Porque não posso me alegrar e festejar diante do que vejo, diariamente, à minha volta. Não me posso calar diante da miséria, da fome, do desemprego, da desesperança, do desamparo, do descaso, do desamor.

Não me posso calar, em sendo cristã, diante de tantos valores deturpados, de tanta ganância, da total inversão da pregação bíblica. Não me posso calar diante do Cristo crucificado (por nós!) que me grita nos rostos de tantas crianças abandonadas, de tantos velhos desprezados, de tantos miseráveis, de tantos excluídos.

Não posso, pois, celebrar coisa alguma, quando o Cristo vivo, símbolo de vitória sobre a opressão e de esperança de vida abundante, não se faz presente na vida do meu irmão, embora faça toda a diferença no meu coração.

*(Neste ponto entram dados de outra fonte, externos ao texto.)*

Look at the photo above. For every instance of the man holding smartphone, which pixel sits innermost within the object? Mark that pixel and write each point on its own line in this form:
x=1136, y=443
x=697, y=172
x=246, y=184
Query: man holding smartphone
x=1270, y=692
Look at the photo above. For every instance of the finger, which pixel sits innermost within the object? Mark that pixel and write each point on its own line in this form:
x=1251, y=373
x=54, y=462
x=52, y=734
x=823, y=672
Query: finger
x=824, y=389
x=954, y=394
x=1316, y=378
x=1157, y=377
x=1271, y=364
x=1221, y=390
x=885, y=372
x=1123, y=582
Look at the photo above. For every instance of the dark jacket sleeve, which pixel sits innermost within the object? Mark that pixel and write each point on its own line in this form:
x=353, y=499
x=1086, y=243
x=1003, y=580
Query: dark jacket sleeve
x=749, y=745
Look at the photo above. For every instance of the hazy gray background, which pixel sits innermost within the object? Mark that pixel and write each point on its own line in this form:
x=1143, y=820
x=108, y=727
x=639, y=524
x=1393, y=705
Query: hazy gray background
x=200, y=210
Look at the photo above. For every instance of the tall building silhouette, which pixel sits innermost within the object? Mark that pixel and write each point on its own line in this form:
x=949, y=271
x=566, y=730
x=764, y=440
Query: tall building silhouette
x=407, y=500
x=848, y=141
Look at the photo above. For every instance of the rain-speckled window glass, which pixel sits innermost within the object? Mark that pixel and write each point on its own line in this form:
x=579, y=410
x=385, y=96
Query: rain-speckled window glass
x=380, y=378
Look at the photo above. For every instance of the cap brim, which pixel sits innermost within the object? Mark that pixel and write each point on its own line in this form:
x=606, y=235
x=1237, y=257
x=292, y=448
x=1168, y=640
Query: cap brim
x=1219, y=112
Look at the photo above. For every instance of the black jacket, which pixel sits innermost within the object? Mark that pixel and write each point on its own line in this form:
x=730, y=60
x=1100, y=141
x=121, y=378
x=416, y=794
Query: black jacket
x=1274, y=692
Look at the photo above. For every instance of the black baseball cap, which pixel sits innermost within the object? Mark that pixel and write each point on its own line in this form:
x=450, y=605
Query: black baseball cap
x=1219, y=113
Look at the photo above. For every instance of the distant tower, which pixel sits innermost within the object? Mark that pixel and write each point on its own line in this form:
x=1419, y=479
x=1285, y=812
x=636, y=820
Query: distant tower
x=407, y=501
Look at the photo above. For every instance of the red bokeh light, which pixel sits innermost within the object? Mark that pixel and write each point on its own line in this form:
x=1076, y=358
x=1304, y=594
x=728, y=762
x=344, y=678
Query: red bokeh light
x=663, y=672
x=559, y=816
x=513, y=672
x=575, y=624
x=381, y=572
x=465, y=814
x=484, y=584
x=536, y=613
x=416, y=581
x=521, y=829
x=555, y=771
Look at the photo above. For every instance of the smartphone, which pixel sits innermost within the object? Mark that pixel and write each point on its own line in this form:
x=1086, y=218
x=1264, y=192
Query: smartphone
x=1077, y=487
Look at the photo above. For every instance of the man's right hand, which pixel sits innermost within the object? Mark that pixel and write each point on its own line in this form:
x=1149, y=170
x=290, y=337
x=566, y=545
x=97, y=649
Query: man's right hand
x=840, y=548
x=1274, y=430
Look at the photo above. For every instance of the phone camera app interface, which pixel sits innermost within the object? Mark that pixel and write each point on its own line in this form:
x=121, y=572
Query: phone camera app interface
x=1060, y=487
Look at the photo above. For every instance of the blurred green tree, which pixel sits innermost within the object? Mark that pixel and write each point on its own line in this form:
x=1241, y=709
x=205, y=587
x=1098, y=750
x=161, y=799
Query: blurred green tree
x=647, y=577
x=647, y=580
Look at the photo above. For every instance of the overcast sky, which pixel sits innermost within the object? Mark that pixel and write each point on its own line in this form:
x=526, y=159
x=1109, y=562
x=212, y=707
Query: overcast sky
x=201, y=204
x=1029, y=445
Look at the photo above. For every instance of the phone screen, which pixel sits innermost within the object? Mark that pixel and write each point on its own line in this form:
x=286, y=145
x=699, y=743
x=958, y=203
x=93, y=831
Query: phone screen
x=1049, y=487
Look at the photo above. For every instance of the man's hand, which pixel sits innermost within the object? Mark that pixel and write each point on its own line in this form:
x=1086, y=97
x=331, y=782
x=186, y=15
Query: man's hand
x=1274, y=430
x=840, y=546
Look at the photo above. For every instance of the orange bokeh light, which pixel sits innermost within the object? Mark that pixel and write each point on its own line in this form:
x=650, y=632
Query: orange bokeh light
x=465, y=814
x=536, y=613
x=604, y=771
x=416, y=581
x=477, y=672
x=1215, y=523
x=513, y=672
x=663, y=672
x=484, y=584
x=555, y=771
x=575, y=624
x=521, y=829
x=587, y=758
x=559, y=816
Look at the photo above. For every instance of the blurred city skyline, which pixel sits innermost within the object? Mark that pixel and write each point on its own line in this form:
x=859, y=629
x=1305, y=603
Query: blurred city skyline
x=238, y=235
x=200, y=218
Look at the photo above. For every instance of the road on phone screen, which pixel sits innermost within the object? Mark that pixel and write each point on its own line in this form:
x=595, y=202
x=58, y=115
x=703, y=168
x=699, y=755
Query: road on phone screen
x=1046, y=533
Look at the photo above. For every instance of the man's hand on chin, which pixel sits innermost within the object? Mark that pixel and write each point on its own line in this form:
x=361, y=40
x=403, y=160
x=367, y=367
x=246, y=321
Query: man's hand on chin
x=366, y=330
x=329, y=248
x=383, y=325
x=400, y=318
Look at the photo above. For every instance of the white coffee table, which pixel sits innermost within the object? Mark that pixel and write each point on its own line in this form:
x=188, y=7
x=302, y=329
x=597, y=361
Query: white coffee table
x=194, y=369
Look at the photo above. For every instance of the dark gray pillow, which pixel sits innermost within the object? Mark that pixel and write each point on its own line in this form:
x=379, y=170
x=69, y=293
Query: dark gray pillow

Não posso celebrar nada quando o meu irmão continua escravo da miséria e nós todos somos coniventes com isto... Indiferentemente, comemos o nosso pão, enquanto crianças reviram latas de lixo.

Que Cristo, pois, me perdoe... que perdoe a nós todos. E hoje, embora O saiba vivo, embora O tenha como Senhor e Rei, não celebrarei. Vou recolher-me ao meu quarto e chorar... e, tenho certeza, Ele chorará comigo.